What should the government, especially the Defense Ministry and TNI, do to address all the aforementioned problems, which could get worse as the war between Russia and Ukraine drags on?
The most obvious answer is to continue to boost the development of the domestic defense industry, both private and government-owned. Given its limited production capacity, human resources, and technology mastery, in reality, Indonesia still indeed needs foreign assistance to increase its level of defense independence. Therefore, the government must speed up the implementation of Law No. 16/2012 on the Defense Industry, which requires foreign arms manufacturers to provide counter-trade, local content, and/or offset. This commitment enables some of the value of arms import contracts to be reinvested in the country, for instance by requiring foreign suppliers to transfer technologies to local companies and/or use Indonesian-made components. Asking foreign partners to manufacture their products locally in Indonesia in collaboration with local defense firms and their suppliers is the best way of fulfilling these three goals.
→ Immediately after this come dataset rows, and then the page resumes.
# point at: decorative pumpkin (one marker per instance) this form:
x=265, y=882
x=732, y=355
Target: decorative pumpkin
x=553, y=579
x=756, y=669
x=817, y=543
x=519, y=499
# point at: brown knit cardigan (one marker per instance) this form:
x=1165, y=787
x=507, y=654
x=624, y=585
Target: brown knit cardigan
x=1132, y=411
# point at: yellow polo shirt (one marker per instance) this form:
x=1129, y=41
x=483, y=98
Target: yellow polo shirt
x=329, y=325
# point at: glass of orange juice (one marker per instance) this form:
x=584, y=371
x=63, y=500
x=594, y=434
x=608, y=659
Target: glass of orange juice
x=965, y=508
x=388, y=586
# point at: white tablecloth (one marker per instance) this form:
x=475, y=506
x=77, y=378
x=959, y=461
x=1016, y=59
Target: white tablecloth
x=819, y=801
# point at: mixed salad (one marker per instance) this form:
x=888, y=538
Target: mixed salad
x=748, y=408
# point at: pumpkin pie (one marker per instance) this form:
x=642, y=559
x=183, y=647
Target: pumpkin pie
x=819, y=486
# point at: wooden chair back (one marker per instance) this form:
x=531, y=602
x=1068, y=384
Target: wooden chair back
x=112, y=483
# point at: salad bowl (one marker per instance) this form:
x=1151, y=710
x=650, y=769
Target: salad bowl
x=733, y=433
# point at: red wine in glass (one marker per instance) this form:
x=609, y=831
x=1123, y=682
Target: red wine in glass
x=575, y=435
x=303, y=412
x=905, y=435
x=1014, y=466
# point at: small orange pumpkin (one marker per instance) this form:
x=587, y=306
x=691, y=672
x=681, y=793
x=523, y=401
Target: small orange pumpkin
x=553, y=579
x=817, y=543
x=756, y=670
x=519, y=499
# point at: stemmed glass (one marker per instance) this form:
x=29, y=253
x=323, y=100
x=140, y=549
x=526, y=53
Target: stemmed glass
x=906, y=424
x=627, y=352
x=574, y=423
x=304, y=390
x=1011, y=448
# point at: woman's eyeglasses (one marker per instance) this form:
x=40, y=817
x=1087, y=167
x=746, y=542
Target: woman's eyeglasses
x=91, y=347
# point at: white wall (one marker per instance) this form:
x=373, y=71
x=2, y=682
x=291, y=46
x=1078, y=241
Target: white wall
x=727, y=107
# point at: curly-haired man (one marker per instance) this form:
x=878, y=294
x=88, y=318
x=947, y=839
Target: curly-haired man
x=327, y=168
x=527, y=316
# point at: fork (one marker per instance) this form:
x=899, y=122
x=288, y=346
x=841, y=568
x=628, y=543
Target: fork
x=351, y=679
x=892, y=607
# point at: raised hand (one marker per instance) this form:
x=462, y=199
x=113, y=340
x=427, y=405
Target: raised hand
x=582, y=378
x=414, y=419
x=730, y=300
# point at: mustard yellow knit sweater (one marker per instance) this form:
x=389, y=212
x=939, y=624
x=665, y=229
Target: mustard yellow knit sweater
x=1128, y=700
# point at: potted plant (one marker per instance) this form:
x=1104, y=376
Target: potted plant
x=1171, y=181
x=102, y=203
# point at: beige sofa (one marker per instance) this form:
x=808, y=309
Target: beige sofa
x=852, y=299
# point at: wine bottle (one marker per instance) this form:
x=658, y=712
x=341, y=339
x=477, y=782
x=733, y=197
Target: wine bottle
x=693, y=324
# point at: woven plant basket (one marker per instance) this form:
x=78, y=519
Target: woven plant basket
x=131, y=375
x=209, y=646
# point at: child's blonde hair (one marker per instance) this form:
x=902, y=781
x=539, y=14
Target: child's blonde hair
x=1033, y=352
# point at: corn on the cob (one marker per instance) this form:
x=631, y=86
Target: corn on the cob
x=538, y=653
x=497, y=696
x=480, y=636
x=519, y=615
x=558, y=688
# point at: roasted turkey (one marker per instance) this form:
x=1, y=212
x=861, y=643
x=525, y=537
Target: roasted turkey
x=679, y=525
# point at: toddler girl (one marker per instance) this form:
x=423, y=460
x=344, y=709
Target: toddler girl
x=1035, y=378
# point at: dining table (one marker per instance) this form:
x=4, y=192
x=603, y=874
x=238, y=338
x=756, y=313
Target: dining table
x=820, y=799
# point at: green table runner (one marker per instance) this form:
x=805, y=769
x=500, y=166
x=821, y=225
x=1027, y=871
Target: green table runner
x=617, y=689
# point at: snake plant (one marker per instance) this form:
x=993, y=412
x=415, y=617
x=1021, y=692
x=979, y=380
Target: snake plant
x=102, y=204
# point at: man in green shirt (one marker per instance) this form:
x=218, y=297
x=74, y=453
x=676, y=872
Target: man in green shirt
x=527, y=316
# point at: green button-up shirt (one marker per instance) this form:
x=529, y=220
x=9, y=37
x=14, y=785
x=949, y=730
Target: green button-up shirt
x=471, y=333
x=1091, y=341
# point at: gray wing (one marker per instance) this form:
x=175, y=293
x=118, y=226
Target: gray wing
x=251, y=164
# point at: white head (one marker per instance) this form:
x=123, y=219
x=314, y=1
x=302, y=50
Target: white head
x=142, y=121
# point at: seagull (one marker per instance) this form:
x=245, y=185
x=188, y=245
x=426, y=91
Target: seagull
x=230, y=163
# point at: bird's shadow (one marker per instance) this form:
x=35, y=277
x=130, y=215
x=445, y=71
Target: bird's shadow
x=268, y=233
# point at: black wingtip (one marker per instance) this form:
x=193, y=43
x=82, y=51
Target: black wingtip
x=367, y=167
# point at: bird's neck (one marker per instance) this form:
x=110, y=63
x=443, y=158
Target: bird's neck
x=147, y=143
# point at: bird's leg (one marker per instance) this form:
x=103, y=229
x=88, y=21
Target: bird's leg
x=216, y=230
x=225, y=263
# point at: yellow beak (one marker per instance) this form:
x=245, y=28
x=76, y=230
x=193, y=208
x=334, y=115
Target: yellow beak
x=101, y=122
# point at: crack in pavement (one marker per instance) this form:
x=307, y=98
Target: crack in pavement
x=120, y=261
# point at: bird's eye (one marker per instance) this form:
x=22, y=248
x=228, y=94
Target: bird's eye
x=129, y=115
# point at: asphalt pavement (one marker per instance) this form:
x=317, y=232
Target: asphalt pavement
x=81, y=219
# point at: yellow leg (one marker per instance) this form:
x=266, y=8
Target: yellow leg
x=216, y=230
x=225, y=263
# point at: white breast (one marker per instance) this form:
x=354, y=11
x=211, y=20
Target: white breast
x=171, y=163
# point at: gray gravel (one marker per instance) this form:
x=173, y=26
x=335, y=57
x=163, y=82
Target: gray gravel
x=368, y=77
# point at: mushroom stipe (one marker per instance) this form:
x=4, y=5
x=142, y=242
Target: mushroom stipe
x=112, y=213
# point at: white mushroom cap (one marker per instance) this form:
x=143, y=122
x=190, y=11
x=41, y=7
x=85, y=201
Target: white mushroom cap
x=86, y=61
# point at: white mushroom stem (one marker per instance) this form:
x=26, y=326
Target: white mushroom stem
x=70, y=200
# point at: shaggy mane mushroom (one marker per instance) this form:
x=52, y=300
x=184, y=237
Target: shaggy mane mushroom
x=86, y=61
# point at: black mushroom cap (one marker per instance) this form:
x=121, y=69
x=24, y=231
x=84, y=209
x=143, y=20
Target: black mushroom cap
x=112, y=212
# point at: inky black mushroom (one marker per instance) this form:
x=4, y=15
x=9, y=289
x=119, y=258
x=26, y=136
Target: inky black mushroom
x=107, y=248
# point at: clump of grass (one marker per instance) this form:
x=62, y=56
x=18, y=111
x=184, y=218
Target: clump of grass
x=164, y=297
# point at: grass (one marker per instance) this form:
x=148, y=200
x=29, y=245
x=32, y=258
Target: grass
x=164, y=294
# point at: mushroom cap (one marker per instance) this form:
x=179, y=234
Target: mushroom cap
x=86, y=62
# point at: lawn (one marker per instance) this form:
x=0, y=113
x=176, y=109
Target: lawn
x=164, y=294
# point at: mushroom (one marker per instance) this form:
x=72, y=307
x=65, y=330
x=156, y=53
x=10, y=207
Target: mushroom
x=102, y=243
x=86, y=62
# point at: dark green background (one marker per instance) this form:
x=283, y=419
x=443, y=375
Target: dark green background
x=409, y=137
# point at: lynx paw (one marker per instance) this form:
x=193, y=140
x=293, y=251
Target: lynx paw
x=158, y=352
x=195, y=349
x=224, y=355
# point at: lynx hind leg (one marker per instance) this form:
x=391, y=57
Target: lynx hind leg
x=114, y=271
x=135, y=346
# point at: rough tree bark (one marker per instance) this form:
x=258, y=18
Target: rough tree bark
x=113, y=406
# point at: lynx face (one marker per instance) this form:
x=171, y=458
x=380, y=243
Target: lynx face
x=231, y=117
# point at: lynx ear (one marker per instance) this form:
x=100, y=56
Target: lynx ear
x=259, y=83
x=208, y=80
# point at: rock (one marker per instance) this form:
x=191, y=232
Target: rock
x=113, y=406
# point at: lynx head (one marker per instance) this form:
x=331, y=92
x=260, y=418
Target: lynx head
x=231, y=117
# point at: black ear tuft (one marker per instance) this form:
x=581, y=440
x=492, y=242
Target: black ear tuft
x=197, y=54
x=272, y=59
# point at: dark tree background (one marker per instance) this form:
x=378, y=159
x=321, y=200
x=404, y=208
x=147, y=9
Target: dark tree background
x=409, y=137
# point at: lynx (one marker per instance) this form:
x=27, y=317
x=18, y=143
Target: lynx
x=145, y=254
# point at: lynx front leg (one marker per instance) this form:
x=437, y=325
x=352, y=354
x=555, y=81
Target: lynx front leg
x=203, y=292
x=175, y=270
Second, to minimize the risk of delays and/or third-country intervention in procuring weapons from abroad as experienced by Ukraine, Indonesia must optimally choose weapons originating from countries that have a large production capacity and independent domestic defense industry. This seems to have been carried out by Defense Minister Prabowo Subianto judging from his frequent visits to France and Turkey, during which he not only purchased arms but also made efforts to form long-term strategic partnerships.
Third, the growing backlog in global arms production will ideally compel the Indonesian government to speed up TNI’s modernization and as soon as possible put various arms procurement agreements or contracts into force. Failure to do this would most likely result in a longer waiting period for TNI to receive the weapon systems it needs to protect the nation.
The views expressed in this article are personal.